His reputation may still be in tatters to much of the nation, but former President Richard Nixon is a symbol of freedom and hope to one group of Americans. So it was that 300 former Vietnam prisoners of war and their families trooped to Nixon’s Casa Pacifica estate for two hours of remembrance and tribute. The reception, Nixon’s most ambitious since leaving office, also marked the POWs’ first formal reunion since a lavish dinner at the Nixon White House celebrated their release in 1973.
With daughter Tricia Cox serving as hostess (wife Pat was ill with a virus), Nixon greeted his guests with Mexican hors d’oeuvres, frosty margaritas and a strolling mariachi band. The POWs, in turn, presented their onetime Commander in Chief with a painting, signed by each of them, depicting a prison uniform hung on a hook for the last time. “We have a debt of eternal gratitude to you which we will never be able to repay,” declared Air Force Maj. Gen. John P. Flynn. “We wish you the best.”
On this day, at least, the wish would be fulfilled. Standing on the patio by the swimming pool, where he once entertained Leonid Brezhnev and other world leaders, Nixon made a plea for “patriotism, national purpose, pride and responsibility,” and drew warm applause from his audience. The ebullient host chatted happily with the POWs, kissed their wives and startled one Southern couple by breaking into a chorus of Carolina Moon. Ever the amiable host, Nixon even encouraged the women to walk across the greens of his golf course in their high heels, explaining that he needed an excuse for missing putts.

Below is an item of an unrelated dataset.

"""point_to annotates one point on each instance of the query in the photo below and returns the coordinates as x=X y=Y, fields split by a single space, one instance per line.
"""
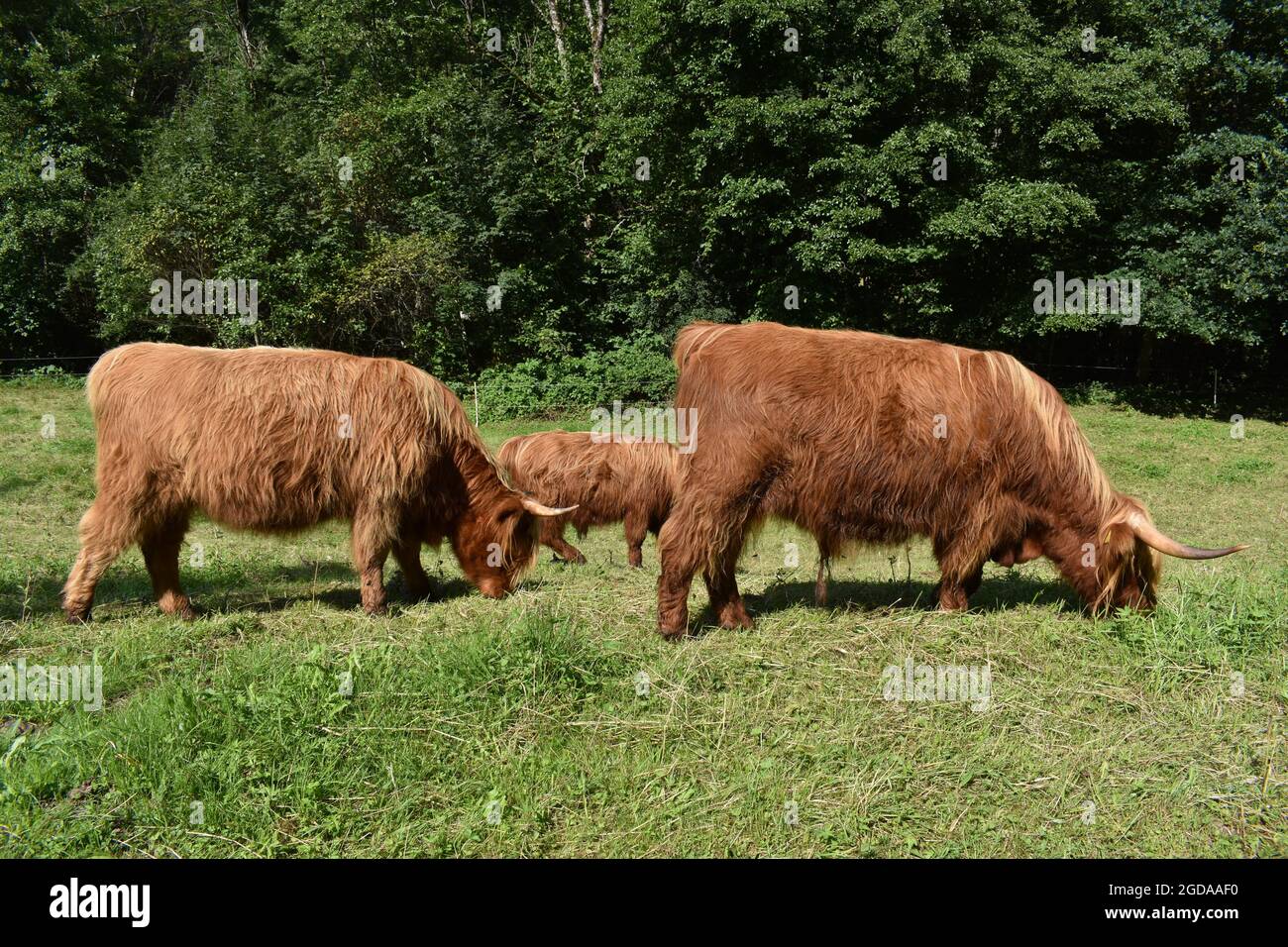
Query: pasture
x=558 y=723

Afterward the partygoers moved inside to take snapshots in the master bedroom and climb the turret to the ex-President’s den. Air Force Maj. Myron Donald, who spent five years in North Vietnam, spoke of Watergate: “We’re all persuaded to do things we don’t want to do, which proves we’re not all perfect. For Nixon, Watergate was like being broken for the first time. But it looks as though he’s glued himself together again.”